The Book of Matthew

Jesus and the Paralyzed Man, Part 3

Matthew 9:1-8 This week’s lessons provide us with the first example in Matthew’s Gospel of opposition to Jesus, and the contrasting need to repent of our sin and come to Christ for forgiveness.
Theme
Suffering and Sin

So the scribes took offense at Jesus because he claimed to be able to forgive sins, which his healing of the man was meant to validate as true. There’s another question I want to ask about this story, and then after I ask it I want to apply all of this in a very personal way. The second question is this: Why did Jesus link this man’s physical suffering to his sin?

The reason I ask that question is because we know that on at least one other occasion Jesus explicitly disengaged the two. You recall that in the ninth chapter of John you have the story of the man who had been born blind. Jesus and his disciples were leaving the temple area, and as they went out this man was there by the temple gate where he was begging. It was a good place for him to be, because people who had been to church ought to have a generous spirit when they leave, if they really met with God.

As the disciples went out with Jesus, they saw the blind man, and wanted to know why he was born blind. Is he blind because he sinned, or is he blind because his parents sinned? Now we can understand how that might happen, at least in the second instance. We know that venereal disease, for example, will produce blindness. We don’t know if they knew that connection, but probably they knew something like that. But it’s a little harder to understand how the man’s blindness was due to his own sin, because he was born blind. Perhaps they thought that because God knew he was going to sin, God struck before he actually committed it. We are not told what was actually going on in their minds, but clearly they were assuming a connection between the man’s affliction and sin.

They were making the same kind of connection many Christians do when another Christian gets in trouble. Christians who have had terrible things happen to them can tell their story to another believer.  And then they say to the afflicted brother or sister, “Well, God has given that to you to teach you a lesson. And what we have to do together is find out what it is you did.” Well, that’s what Job’s friends did with him. That’s not much comfort, even if it’s true. In the case of the blind man Jesus said it was not true. This was not why the man was born blind. It was not a case of his sin, nor a case of his parent’s sin. As a matter of fact, there was no direct connection between sin and suffering at all in this man’s case. He said, “Rather, this man was born blind simply so that at this point in history when I came by I could heal him and bring glory to God.”

Now you may find that hard to accept, and that is in some ways. It’s much easier to argue cause and effect, where the cause is sin and the effect is blindness. To say that this great suffering is all for the glory of God is harder for us to understand, yet that’s what Jesus said. So if in the case of the blind man from John 9 there was no connection between his sin and his suffering, why is it in the case of this paralytic in Matthew 9 that Jesus apparently just assumed the connection? Here’s a man who is paralyzed, and Jesus said to him, “Son, your sins be forgiven.” That is the equivalent of saying, “You will be healed.”
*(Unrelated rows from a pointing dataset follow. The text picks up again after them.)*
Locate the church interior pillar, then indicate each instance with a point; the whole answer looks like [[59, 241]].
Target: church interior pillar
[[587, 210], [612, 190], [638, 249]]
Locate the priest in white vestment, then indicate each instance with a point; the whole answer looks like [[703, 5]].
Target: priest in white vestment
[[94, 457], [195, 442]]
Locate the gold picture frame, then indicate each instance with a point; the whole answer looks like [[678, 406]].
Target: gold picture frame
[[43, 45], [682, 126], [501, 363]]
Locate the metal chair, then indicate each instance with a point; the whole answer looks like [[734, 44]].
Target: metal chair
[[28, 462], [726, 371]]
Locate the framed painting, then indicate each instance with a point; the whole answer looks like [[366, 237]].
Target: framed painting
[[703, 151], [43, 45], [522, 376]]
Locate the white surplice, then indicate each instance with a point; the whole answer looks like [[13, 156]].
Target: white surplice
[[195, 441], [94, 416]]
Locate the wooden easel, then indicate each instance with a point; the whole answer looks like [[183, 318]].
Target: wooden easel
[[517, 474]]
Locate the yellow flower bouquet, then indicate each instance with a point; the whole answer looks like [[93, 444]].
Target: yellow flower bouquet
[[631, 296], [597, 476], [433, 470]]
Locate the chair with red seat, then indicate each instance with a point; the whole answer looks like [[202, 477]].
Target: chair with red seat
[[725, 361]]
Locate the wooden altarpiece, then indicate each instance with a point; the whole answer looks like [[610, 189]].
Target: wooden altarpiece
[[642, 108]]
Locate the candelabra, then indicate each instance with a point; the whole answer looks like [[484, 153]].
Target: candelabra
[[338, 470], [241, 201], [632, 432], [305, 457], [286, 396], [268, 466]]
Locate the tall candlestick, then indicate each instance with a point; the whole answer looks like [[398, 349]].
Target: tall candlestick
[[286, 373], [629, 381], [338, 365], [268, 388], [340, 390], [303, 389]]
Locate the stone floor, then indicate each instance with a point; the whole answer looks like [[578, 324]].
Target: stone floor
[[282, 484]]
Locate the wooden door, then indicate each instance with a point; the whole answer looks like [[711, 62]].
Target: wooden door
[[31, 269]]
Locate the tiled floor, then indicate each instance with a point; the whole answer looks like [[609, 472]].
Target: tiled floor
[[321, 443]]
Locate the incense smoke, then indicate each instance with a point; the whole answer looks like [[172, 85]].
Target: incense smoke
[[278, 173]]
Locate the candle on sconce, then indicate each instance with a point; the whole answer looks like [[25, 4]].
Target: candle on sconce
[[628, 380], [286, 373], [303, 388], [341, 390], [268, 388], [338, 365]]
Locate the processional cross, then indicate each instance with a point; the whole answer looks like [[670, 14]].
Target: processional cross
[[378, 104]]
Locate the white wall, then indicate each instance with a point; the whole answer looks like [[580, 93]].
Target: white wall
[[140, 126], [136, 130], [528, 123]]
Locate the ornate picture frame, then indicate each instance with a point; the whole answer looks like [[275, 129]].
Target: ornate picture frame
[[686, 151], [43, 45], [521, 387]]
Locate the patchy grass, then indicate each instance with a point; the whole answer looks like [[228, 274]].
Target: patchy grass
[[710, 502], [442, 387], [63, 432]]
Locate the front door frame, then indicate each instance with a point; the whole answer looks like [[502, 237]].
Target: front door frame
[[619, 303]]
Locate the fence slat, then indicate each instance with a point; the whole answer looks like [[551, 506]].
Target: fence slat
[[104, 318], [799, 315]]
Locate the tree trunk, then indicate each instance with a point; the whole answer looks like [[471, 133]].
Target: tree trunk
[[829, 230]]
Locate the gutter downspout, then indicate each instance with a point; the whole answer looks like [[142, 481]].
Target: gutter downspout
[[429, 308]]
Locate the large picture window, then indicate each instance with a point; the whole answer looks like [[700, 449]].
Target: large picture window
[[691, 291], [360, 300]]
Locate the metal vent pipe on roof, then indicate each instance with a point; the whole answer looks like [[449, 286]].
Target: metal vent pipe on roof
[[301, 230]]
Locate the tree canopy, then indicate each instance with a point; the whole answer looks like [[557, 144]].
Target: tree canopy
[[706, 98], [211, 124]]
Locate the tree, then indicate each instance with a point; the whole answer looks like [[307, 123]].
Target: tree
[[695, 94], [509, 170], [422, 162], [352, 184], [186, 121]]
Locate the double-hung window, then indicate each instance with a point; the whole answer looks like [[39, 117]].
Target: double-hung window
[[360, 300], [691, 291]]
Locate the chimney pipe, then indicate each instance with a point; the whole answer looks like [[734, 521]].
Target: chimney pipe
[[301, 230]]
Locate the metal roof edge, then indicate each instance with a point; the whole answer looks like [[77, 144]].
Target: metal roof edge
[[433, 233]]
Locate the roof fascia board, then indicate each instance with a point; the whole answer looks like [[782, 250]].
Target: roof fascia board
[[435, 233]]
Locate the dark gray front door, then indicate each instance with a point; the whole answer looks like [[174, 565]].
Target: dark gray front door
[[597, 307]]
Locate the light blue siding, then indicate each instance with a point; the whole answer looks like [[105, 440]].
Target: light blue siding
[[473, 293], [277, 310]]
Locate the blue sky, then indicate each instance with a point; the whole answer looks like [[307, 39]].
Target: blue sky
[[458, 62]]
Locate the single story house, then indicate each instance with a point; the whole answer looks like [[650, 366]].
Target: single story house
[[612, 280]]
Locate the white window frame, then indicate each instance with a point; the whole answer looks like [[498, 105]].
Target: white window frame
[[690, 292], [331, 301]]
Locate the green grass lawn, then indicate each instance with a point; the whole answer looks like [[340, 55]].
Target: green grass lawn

Now why is that? I put that as if that’s some profound mystery. It’s no profound mystery at all. The reason Jesus said it in this man’s case is that it was true. There was a connection between this man’s sin and his paralysis. And so when Jesus saw him and began to deal with him, he dealt with him not merely on the physical level, as important as that may be, but on the spiritual level, because that was primary. What Jesus really had to do was deal with his sin and provide forgiveness.

Now what I want to suggest, you see, is that this is the basic problem in the world today. What we do is try to ignore the sin and deal with the symptoms. Certainly we want to help the symptoms if we can. If people are suffering we want to deal with them. But you see, sin is the real problem. And the question is how do you deal with that? In our society we do a number of different things. Let me suggest some of the alternatives we choose.
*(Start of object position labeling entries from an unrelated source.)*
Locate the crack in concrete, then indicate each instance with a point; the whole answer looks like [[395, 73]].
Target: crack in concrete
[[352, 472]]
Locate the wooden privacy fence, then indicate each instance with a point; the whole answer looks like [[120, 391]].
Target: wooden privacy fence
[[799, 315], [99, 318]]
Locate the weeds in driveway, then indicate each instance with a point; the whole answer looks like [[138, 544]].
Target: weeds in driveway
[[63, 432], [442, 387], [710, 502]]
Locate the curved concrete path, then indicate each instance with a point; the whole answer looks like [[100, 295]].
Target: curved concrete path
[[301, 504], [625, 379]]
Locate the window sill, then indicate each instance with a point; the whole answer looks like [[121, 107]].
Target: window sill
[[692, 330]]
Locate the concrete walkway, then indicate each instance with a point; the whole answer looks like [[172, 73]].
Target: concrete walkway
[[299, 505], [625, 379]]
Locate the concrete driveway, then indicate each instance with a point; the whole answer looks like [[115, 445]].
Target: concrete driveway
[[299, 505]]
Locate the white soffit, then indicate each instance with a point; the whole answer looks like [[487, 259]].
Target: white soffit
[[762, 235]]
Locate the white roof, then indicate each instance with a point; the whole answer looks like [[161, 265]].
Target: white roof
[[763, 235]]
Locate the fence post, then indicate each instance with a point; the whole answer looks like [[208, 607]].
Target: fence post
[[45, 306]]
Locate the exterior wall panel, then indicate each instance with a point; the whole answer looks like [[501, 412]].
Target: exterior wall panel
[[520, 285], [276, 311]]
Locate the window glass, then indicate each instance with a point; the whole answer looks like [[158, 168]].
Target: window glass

One thing we try to do in our society is ignore it. We’ll do that in a variety of ways. As Harry Blamires explains, either we deal with it by looking to the past or we deal with it by looking to the future. People say that things are bad today, but they weren’t always that way, and they want to go back to what they call the “good old days.” Blamires says that’s merely an attempt to escape or ignore sin, because you don’t solve anything by going to the past because human nature was the same back then as it is today.
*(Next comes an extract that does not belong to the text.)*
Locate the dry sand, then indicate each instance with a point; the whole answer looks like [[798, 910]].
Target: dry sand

And then he says others want to focus on the future. They take an evolutionary approach to history and think that things are getting better and better, and therefore the future holds the promise for the kind of world they are looking for, when all of the problems we have in our day are going to be eradicated. Blamires says that’s an attempt to ignore sin also. The problem that we have to face is the problem of sin, and we don’t get anywhere by ignoring it.

Study Questions
  1. In John 9, how does Jesus address the whole matter of sin and suffering?  What reason does Jesus give for why the man was born blind?
  2. Rather than dealing with their sin correctly by confessing and repenting of it, what other approach was mentioned that people take with regard to sin?
Application

Reflections: What are some reasons why people do not want to address their sin in the biblical way?